Stany Zjednoczone zakończyły fazę grupową koszykarskiego turnieju igrzysk olimpijskich w Paryżu z trzema zwycięstwami. W ostatnim spotkaniu podopieczni Steve’a Kerra rozgromili Portoryko 104:83. Anthony Edwards rzucił dla USA 26 punktów. W ostatnim starciu grupy C Serbowie nie bez problemów ograli Sudan Południowy i także zameldowali się w ćwierćfinale igrzysk, w którym zmierzą się z Australią.
Co już za nami?
- Pierwszego dnia rozgrywek Hiszpania przegrała z reprezentacją Australii 80:92, którą do zwycięstwa poprowadzili Josh Giddey (17 punktów, 8 zbiórek i 8 asyst). W drugim spotkaniu Niemcy bez większych problemów pokonali kadrę Japonii 97:77, a ich liderem był grający na co dzień w Orlando Magic Franz Wagner (22 punkty). Francuzi natomiast, po mało przekonującym początku, pokonali Brazylijczyków 78:66 – Nicolas Batum i Victor Wembanyama zdobyli po 19 punktów. W ostatnim meczu Kanadyjczycy pokonali Greków pomimo fantastycznego występu Giannisa Antetokounmpo, który zanotował 34 punkty. Więcej o pierwszym dniu przeczytasz w naszym podsumowaniu.

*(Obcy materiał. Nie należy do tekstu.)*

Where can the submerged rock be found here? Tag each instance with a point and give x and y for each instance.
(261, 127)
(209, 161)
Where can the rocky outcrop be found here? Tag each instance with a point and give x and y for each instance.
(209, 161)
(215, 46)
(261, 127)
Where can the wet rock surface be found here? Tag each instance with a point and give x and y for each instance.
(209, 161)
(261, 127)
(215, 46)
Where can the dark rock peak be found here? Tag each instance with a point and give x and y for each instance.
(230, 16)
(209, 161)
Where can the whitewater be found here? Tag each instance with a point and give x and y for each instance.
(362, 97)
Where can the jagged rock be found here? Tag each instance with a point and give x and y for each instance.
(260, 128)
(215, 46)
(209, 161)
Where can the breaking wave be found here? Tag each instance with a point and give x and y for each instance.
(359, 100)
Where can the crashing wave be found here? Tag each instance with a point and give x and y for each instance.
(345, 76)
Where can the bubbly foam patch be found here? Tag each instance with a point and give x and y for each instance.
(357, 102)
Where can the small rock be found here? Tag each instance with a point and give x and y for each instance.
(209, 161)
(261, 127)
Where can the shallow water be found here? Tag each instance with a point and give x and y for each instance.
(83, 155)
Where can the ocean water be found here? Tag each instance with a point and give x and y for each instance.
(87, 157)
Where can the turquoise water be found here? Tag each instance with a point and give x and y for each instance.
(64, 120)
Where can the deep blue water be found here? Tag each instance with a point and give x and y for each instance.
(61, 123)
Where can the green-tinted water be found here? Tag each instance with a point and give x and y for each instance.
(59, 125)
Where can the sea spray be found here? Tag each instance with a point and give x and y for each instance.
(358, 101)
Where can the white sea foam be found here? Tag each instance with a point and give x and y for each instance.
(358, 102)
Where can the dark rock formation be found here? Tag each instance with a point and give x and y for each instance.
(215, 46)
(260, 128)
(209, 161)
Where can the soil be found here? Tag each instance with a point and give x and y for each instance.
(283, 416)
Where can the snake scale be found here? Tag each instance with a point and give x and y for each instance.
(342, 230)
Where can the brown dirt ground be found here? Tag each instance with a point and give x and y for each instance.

- Drugi dzień przyniósł nam pierwszy mecz Amerykanów. Stany Zjednoczone grupowe zmagania rozpoczęły od pojedynku z najtrudniejszym rywalem, jednym z faworytów do medalu – Serbią. Amerykanie zdominowali Nikolę Jokicia i spółkę, wygrywając 110:84. 23 punkty rzucił w tym meczu blisko perfekcyjny Kevin Durant, a 21 „oczek”, dziewięć asyst i siedem zbiórek zanotował LeBron James. W pierwszym meczu dnia Sudan Południowy pokonał Portoryko. Dla zespołu z Afryki to historyczne pierwsze zwycięstwo na turnieju igrzysk olimpijskich. Więcej o drugim dniu przeczytasz w naszym podsumowaniu.
- Bohaterem trzeciego dnia meczowego był Matthew Strazel, który trafił za trzy z faulem na 10 sekund przed końcem, ratując Francję z ogromnych tarapatów. Wcześniej Hiszpanie powstrzymali Giannisa Antetokounmpo i wygrali niezwykle ważny mecz z Grecją 84:77. W hicie trzeciego dnia turnieju znakomicie zaprezentowali się Kanadyjczycy, pewnie pokonując Australię 93:83. W wieczornym spotkaniu Niemcy okazali się lepsi od Brazylii. Więcej o trzecim dniu przeczytasz w naszym podsumowaniu.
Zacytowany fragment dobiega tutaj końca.